Artikel von Bernard Schmid vom 22. Juli 2016

Frankreich 2016: Loi travail: non, merci!Definitive Verabschiedung des Gesetzentwurfs erfolgte in vierter Lesung; am selben Tag wie die nächste Verlängerung des Ausnahmezustands (vgl. nebenstehenden Artikel)  * 211 Seiten und 54 Artikel zur Verschlechterung der Situation für die Lohnabhängigen * Ausführungsdekrete wurden bereits auf Vorrat verfasst… * Dennoch weitere Mobilisierungen ab September d.J. geplant

Und aller schlechten Dinge sind – drei. Die französische Regierung hatte es eilig, wirklich sehr eilig damit, das heftig umstrittene „Arbeitsgesetz“ an diesem Dienstag auch in vierter Lesung im Blitzverfahren durch das Parlament zu peitschen.

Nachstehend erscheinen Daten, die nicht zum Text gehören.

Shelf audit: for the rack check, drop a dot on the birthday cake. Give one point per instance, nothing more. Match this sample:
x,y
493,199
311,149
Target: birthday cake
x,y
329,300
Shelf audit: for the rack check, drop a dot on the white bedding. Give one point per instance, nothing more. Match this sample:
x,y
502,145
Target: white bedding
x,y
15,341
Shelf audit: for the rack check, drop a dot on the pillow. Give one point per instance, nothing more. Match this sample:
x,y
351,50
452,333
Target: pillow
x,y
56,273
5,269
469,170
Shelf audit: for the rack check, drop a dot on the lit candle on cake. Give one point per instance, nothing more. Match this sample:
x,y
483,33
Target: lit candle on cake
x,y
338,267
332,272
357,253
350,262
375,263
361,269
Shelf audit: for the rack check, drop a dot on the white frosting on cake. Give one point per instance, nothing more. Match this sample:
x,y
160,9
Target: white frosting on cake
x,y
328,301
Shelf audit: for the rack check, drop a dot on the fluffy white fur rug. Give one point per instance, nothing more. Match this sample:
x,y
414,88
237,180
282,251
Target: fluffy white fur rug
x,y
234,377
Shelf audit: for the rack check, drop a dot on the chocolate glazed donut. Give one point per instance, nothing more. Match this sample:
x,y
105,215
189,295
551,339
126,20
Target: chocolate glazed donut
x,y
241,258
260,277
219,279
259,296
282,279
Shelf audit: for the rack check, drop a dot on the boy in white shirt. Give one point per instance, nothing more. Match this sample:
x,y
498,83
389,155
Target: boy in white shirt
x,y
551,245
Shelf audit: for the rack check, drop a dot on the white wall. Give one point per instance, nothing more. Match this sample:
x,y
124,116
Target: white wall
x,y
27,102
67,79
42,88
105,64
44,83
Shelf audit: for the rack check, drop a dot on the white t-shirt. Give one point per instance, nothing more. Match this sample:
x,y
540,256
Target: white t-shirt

Erneut kündigte Premierminister Manuel Valls am Nachmittag des Tages an, auf das juristische Instrument des Verfassungsartikels 49-3 zurückzugreifen. Diese Verfahrensregel erlaubt es, einen Gesetzestext auch ohne Aussprache im Parlament zu verabschieden. Letztere kann entweder einem Misstrauensvotum mit absoluter Mehrheit zustimmen, oder der Entwurf gilt als verabschiedet. Nach geltenden Regeln darf eine Regierung den Artikel zwar nur einmal pro Sitzungsperiode (jeweils von Oktober bis Juli) verwenden. Aber handelt es sich um denselben Text, dann wird der mehrfache Rückgriff auf diese Handhabe zur Knebelung der Abgeordneten doch nur einmal gezählt.

Bewertung

Interessanterweise hat die Regierung Valls diese Möglichkeit insgesamt drei mal in der Nationalversammlung genutzt (am 10. Mai, 05. Juli und erneut am 19. Juli), also gegen Abgeordnete aus dem „eigenen“ sozialdemokratischen Lager – aber nicht im Senat, dem konservativ dominierten Oberhaus. Dessen rechte Mehrheit hatte im Juni dieses Jahres vierzehn Tage lang völlig freie Hand, um den Text nach Belieben zu verschärfen. (Die Debatte dort fand vom 13. bis 28. Juni statt) Das Regierungslager ging dann zwar zur ursprünglichen Fassung zurück. Die Senatsposition kam der Regierung jedoch zugute, denn es handelte sich um ein abgekartetes Spiel, bei dem das rechtssozialdemokratische Kabinett zeigen konnte, letztendlich verkörpere es doch das berühmte „kleinere Übel“. Die Konservativen ihrerseits konnten Signale an ihrer Wählerschaft aussenden.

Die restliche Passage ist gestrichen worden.